Gentlemen, drop the razor and back away from the sink. Beards are back in a big way, and we’ve got the lowdown on how to rock your own without looking like a caveman.
Whether it’s a beard, a moustache or even a carefully cultivated five-o’-clock shadow, the benefits are many: Strategically placed scruff can lend maturity to a baby face, camouflage imperfections, add a distinguished, refined polish to your overall look and—perhaps best of all—reduce prep time in the morning, eliminating the need to stand in front of the bathroom mirror sticking pieces of tissue on razor nicks.
Once you make the commitment, though, be mindful of three basic guidelines: First, much as you would the hair atop your head, make sure that whatever style of scruff you decide to grow flatters the shape of your face. As long as you’ve grown out of your patchy puberty phase, that shouldn’t be difficult, says Emily Warren, Regis Regional Artistic Director. “If you’ve got it, rock it; it’s an easy look to pull off,” Warren says. Second, be sure to maintain it. Facial hair, like all other hair, grows about half an inch a month. Want a robust beard? You’ll clip once a week. Want stylish stubble? Expect to trim every other day. Third, your haircut will have to be polished up to balance the rakishness of some scruff. Whether your cut is long or short, “so long as you have good product in your hair, it doesn’t really matter,” Warren says.
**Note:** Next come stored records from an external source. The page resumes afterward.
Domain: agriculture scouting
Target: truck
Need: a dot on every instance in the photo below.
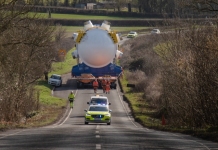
(55, 80)
(97, 52)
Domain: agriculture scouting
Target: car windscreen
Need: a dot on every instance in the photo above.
(96, 108)
(55, 77)
(99, 101)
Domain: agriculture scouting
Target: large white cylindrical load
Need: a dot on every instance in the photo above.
(96, 48)
(106, 25)
(88, 25)
(119, 54)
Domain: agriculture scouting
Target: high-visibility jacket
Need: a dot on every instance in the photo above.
(108, 86)
(103, 82)
(95, 83)
(71, 96)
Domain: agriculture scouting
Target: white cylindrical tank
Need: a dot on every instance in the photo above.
(96, 48)
(106, 25)
(88, 25)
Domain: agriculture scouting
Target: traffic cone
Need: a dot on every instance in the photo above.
(163, 120)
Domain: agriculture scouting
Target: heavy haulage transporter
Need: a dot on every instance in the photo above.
(97, 51)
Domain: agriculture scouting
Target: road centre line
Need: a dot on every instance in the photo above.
(7, 135)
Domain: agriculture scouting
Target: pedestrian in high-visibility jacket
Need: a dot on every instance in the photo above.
(95, 85)
(103, 83)
(108, 84)
(71, 98)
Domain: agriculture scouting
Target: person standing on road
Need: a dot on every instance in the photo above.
(95, 85)
(71, 98)
(108, 84)
(103, 83)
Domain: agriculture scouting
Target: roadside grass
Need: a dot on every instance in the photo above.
(147, 116)
(139, 107)
(51, 108)
(82, 17)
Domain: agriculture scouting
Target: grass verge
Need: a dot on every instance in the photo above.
(51, 108)
(144, 115)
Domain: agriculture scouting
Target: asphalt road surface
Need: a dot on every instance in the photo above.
(70, 133)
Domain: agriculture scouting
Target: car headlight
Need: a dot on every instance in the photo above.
(107, 115)
(87, 114)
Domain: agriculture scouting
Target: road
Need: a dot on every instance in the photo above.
(71, 133)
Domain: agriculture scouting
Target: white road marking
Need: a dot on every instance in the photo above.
(125, 109)
(98, 146)
(6, 135)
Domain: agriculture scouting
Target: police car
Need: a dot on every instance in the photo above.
(99, 100)
(98, 114)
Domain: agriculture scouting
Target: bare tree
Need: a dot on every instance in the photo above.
(26, 52)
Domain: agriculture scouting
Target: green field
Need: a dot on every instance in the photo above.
(84, 17)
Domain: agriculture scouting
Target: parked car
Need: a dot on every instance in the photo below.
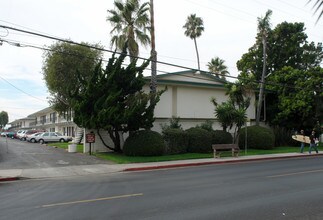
(20, 134)
(32, 138)
(52, 137)
(29, 133)
(9, 134)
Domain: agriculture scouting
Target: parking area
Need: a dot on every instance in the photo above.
(16, 154)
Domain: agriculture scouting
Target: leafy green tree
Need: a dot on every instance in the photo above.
(113, 100)
(62, 64)
(318, 5)
(263, 29)
(4, 119)
(287, 47)
(300, 100)
(230, 115)
(217, 67)
(130, 22)
(193, 29)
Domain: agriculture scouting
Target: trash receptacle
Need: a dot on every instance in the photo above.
(72, 148)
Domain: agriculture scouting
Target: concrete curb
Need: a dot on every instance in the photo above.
(20, 174)
(7, 179)
(178, 165)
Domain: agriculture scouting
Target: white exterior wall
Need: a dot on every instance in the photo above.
(195, 102)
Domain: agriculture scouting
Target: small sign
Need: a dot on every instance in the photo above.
(90, 138)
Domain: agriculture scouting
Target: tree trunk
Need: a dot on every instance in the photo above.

Just remember: Your facial hair should reflect your individuality. “You can blend different looks together and play with your personality,” Warren says. “You can go from grunge to businessman in a matter of a trim.” Besides, if you decide you hate it (or if your girlfriend decides you hate it), your beard can disappear in minutes—or however long it takes you to shave your face squeaky clean. How often does a no-lose proposition like that come along?
1. Tread carefully around the neck and jawline. Tapering looks more natural than a blunt line.
2. Don’t fight your natural hair growth. Ryan’s scruff is sparse on the sides but thicker at his chin. Going tighter and shorter at the chin balances his lean face.
3. Beard Clipper 101: The smaller a guard’s number, the shorter your hair will be, and vice versa. But guard numbers aren’t universal. “If you’re getting a trim on vacation and ask for a No. 1 guard, the result may be very different than what you’re used to,” Warren says.
4. Ryan’s easygoing short cut falls into place on its own. American Crew Defining Paste ($16.95, Regis Salons) adds just enough texture.
1. Keep it proportional to your haircut. “Gerard’s beard is the right length for his hair,” Warren says. “Get this look with a 16th-inch or one-eighth-inch guard.”
2. Add definition to longer, curly hair: Rub a dime-sized amount of Regis DESIGNLINE Texture Cream ($10.95, Regis Salons) between your palms, then apply to hair from roots to ends and let air dry.
3. Sleight of hand when shaping your beard can subtly restructure a rounder face. “Play up your best features,” Warren says. “A squared-off beard adds definition.”
1. Confidence is a must for the mountain man look. Take your cue from Jon and make sure you’re wearing your beard—and it’s not wearing you.
2. The contrast between Jon’s rugged beard and his classic swept-back cut is what makes it work. For a natural matte finish, use a dab of Sebastian Professional Craft Clay ($16.95, Regis Salons) to push hair back from your forehead.
3. Beware: This won’t work for everyone. You’ll need thick, bushy scruff, and “if your facial-hair pattern is broken up, it will look really messy,” Warren says. Better to go shorter than sport a blotchy beard.